Re: Adventures in btrfs raid5 disk recovery

Chris Murphy Mon, 27 Jun 2016 19:40:23 -0700

On Mon, Jun 27, 2016 at 7:52 PM, Zygo Blaxell
<ce3g8...@umail.furryterror.org> wrote:
> On Mon, Jun 27, 2016 at 04:30:23PM -0600, Chris Murphy wrote:
>> On Mon, Jun 27, 2016 at 3:57 PM, Zygo Blaxell
>> <ce3g8...@umail.furryterror.org> wrote:
>> > On Mon, Jun 27, 2016 at 10:17:04AM -0600, Chris Murphy wrote:
>> > If anything, I want the timeout to be shorter so that upper layers with
>> > redundancy can get an EIO and initiate repair promptly, and admins can
>> > get notified to evict chronic offenders from their drive slots, without
>> > having to pay extra for hard disk firmware with that feature.
>>
>> The drive totally thwarts this. It doesn't report back to the kernel
>> what command is hung, as far as I'm aware. It just hangs and goes into
>> a so called "deep recovery" there is no way to know what sector is
>> causing the problem
>
> I'm proposing just treat the link reset _as_ an EIO, unless transparent
> link resets are required for link speed negotiation or something.
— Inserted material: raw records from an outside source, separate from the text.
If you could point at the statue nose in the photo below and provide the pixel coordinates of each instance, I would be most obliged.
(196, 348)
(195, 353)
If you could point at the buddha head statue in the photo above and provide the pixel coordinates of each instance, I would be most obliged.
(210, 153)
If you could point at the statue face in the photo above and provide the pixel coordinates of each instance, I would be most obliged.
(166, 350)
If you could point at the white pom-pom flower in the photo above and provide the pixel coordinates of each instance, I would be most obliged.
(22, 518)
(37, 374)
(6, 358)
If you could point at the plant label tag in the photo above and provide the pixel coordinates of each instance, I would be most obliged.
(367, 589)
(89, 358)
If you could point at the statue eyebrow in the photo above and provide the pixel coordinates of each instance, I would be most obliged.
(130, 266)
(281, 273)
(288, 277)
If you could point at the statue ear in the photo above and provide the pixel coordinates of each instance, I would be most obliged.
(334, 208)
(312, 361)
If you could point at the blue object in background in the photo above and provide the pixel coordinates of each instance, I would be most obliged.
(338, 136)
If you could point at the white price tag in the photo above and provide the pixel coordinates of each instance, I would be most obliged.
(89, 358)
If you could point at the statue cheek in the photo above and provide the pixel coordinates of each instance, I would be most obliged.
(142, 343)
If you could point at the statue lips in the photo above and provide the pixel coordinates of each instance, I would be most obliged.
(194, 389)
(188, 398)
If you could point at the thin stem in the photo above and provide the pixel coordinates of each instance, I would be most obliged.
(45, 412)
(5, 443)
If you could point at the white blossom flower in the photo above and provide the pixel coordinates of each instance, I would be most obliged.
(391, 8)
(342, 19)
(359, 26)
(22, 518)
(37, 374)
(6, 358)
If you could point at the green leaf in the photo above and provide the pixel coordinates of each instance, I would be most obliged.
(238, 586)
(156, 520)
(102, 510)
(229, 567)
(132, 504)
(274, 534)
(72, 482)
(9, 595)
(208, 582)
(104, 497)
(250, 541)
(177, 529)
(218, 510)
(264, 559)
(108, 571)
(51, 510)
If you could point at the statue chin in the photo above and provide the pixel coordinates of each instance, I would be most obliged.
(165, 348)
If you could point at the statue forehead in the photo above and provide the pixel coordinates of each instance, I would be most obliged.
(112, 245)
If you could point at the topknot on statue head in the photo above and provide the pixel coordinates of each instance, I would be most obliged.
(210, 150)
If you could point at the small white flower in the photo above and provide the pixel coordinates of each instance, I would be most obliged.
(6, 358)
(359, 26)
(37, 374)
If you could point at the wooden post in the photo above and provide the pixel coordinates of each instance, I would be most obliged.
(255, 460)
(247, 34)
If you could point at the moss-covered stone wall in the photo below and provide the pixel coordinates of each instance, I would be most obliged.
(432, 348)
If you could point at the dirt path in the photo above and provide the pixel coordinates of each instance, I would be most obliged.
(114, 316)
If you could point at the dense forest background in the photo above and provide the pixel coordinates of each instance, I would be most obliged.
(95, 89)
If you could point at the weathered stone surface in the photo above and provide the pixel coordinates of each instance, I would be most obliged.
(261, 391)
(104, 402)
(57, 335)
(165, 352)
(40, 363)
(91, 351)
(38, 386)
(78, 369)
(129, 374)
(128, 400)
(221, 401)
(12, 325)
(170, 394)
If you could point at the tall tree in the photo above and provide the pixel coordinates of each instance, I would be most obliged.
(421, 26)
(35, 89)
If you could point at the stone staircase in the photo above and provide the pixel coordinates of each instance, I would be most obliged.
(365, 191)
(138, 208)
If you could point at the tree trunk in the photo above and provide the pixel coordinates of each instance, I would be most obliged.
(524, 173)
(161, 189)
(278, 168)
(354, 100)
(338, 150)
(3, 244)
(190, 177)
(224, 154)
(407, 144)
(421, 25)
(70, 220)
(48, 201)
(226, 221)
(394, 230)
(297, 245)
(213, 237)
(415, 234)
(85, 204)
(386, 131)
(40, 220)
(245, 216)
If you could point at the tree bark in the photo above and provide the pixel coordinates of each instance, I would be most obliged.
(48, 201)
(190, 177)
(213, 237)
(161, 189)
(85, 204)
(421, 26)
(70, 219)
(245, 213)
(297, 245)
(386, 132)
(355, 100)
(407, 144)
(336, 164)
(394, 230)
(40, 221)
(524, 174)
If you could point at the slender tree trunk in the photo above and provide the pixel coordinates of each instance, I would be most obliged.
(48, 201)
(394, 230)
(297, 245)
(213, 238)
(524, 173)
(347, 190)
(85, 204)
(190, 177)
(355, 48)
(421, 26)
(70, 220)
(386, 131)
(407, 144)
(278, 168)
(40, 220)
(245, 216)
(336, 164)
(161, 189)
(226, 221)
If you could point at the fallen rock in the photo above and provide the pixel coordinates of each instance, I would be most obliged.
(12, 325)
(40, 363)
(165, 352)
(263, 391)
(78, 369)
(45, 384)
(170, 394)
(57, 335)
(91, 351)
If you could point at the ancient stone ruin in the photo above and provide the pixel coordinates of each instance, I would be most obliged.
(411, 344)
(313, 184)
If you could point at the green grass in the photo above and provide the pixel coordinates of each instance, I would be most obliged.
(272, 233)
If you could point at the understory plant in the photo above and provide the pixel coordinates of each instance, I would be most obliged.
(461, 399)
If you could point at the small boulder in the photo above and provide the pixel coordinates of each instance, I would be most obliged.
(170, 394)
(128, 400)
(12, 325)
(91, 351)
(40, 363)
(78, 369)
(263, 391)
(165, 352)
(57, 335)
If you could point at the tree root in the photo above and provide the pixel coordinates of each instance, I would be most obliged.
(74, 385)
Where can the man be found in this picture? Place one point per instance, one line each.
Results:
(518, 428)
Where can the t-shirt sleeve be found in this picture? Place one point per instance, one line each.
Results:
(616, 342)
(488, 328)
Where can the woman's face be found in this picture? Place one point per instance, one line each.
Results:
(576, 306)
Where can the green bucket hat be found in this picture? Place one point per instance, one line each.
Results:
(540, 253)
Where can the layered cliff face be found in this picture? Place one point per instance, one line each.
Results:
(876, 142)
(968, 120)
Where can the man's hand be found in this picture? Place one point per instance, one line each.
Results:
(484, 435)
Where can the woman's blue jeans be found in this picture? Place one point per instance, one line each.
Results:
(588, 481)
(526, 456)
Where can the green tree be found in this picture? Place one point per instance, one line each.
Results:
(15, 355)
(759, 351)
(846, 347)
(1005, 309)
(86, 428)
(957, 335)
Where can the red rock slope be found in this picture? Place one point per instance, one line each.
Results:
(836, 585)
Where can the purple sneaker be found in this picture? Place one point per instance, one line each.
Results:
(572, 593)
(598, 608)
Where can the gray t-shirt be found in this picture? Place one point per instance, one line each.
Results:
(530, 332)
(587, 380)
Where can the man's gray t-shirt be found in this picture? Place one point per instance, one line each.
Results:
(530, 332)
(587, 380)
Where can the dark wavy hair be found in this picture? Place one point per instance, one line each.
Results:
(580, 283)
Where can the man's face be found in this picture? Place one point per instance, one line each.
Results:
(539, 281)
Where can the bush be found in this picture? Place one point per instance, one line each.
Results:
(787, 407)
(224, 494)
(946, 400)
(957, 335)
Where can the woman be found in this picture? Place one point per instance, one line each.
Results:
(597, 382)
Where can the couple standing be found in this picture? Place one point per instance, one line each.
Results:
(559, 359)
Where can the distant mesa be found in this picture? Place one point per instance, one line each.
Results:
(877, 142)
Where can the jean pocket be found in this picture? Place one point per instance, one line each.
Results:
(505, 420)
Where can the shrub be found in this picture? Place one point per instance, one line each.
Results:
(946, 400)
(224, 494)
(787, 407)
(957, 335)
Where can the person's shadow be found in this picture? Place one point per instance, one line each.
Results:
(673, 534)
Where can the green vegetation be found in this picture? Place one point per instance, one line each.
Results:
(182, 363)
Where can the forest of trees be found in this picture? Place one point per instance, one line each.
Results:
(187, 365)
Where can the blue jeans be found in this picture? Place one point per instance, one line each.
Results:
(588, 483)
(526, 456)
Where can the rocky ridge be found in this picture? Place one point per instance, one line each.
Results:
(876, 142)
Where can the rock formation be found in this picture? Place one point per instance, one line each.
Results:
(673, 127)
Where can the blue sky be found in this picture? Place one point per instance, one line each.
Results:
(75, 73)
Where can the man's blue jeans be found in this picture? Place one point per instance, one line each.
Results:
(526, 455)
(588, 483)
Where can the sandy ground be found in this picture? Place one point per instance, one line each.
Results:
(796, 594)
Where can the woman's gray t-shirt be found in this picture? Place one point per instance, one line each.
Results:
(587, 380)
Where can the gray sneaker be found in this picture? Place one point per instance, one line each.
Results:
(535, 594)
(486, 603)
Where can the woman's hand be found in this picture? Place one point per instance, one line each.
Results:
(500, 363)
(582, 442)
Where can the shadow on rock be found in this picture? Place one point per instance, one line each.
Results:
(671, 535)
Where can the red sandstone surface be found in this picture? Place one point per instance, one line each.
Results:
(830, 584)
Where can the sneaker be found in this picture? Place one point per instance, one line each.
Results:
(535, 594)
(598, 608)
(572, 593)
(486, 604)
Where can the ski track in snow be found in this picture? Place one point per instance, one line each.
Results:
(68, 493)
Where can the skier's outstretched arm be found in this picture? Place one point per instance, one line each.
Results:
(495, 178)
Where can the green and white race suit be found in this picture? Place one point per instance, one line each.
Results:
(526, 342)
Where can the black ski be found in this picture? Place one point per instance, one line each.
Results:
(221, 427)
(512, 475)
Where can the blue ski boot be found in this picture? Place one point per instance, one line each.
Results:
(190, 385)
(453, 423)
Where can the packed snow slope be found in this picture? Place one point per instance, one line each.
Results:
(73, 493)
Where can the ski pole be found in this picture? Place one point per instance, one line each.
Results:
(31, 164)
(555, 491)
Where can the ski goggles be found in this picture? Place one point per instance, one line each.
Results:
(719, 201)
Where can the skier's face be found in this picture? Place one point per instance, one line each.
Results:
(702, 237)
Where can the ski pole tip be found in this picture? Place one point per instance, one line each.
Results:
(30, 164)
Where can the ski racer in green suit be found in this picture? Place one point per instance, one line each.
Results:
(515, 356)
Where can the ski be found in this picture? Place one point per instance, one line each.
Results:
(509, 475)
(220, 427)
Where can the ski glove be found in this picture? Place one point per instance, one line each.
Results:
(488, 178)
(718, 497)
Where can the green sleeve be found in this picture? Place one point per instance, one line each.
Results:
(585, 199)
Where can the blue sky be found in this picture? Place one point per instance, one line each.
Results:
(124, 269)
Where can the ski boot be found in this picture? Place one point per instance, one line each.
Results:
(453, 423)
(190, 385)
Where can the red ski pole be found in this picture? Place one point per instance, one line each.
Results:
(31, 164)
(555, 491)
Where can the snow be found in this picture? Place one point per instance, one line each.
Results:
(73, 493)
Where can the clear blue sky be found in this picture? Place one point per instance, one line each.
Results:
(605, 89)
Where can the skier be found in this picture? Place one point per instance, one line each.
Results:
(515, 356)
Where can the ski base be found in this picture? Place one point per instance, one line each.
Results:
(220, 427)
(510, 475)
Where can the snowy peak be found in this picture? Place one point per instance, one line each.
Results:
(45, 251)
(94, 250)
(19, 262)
That's not one EIO, that's possibly 31 items in the command queue that
get knocked over when the link is reset. I don't have the expertise to
know whether it's sane to interpret many EIO all at once as an
implicit indication of bad sectors. Off hand I think that's probably
specious.

> The drive wouldn't be thwarting anything, the host would just ignore it
> (unless the drive doesn't respond to a link reset until after its internal
> timeout, in which case nothing is saved by shortening the timeout).
>
>> until the drive reports a read error, which will
>> include the affected sector LBA.
>
> It doesn't matter which sector.  Chances are good that it was more than
> one of the outstanding requested sectors anyway.  Rewrite them all.

*shrug* even if valid, it only helps the raid 1+ cases. It does
nothing to help raid0, linear/concat, or single device deployments.
Those users also deserve to have access to their data, if the drive
can recover it by giving it enough time to do so.


> We know which sectors they are because somebody has an IO operation
> waiting for a status on each of them (unless they're using AIO or some
> other API where a request can be fired at a hard drive and the reply
> discarded).  Notify all of them that their IO failed and move on.

Dunno, maybe.


>
>> Btrfs does have something of a work around for when things get slow,
>> and that's balance, read and rewrite everything. The write forces
>> sector remapping by the drive firmware for bad sectors.
>
> It's a crude form of "resilvering" as ZFS calls it.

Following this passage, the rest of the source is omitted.